I wrote a post all about halo wearing back in March. It answers many of the questions asked about halos and what to expect.
I'd just like to add a few comments now on the differences between wearing a halo in the winter and the summer. Lucy had her last halo fitted from early December until late March. It was very cold but the vest is sheepskin lined so it kept her body warm. Unfortunately the sheepskin vest does not cover all of the body. The head and neck are exposed and because of the nature of the halo it is very difficult to cover these areas up. We did manage to thread a woollen scarf through the bars of the halo on really cold days which helped to keep her neck warm. There is no way of covering the head though, hats are out of the question. You can use an umbrella in the rain, but we found that the halo would keep getting caught on the spokes. We tried one of those dome shaped umbrellas but it wasn't much better. You are not supposed to get the halo wet so we found the easiest way to do this was not to go out if it was raining.

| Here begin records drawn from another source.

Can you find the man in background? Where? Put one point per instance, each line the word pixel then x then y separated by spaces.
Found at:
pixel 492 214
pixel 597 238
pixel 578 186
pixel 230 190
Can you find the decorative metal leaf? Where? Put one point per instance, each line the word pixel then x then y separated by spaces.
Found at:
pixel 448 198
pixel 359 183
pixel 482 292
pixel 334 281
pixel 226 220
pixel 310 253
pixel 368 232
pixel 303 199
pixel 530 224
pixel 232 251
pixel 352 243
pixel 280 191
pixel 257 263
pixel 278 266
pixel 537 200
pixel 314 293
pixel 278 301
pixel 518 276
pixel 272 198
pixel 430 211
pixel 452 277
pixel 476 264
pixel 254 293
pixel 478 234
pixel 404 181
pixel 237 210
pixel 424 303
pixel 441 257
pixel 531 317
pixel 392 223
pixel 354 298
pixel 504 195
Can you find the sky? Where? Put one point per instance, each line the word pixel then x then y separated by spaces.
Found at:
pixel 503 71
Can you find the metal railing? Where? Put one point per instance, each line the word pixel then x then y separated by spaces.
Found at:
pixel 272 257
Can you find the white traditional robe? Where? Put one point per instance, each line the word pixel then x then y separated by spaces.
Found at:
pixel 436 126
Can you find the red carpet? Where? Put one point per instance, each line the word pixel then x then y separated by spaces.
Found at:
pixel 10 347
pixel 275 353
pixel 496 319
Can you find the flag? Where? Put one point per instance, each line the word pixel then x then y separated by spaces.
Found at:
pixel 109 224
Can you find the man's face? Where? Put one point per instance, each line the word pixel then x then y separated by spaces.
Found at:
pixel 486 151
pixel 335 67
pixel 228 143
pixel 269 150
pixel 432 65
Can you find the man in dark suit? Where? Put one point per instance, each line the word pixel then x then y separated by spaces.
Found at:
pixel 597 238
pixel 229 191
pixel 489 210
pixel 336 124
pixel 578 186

The halo vest does not cover the tummy and it is difficult to get clothing over the top. We managed to dress Lucy in a stappy vest under a shirt or button through cardigan a couple of sizes bigger than her regular size. Even then it was not possible to do more than two or three of the bottom buttons up and often the shoulders where uncovered apart from the halo vest. We found a big coat she could wear, but again couldn't do it all the way up for maximum coverage in the cold weather.
Apart from not getting the halo wet, it's also advisable not to go out when it's too cold as the points that enter the skull can get very cold and cause the wearer pain. This only happened to Lucy once, we did try to avoid taking her out when it was too cold.
When Lucy had the halo put on a second time it was in June. We have since had some really warm and sunny weather. So, no worries about covering her up and it hasn't rained much here either. It's not all good news though. We've found that Lucy has more headaches on sunny days. We are not sure if the halo is the cause, but she didn't really have so many headaches before it was applied. Also, the sheepskin vest is very warm. We've only been dressing her in her strappy vests, but she's still too hot and itchy all the time. It's even worse at night time when she's trying to sleep. She is just too hot.
We have had to be careful that she hasn't spent too much time in the sun so she doesn't get sunburnt or heatstroke. This time she also has a partially shaved head and healing scars. We can't put a hat on her or completely cover her in sun protection lotion.
Basically, halo wearing affects your life in both winter and summer. It's just as difficult to keep cool as it is to keep warm. Ironically, Lucy's summer halo appears to have much more sheepskin than the winter one. The summer one covers her neck a lot more, whereas the winter one left her neck exposed to the cold.
We are trying to keep things as normal as possible, and using Lucy as a guide we are getting out when we can, just not for long.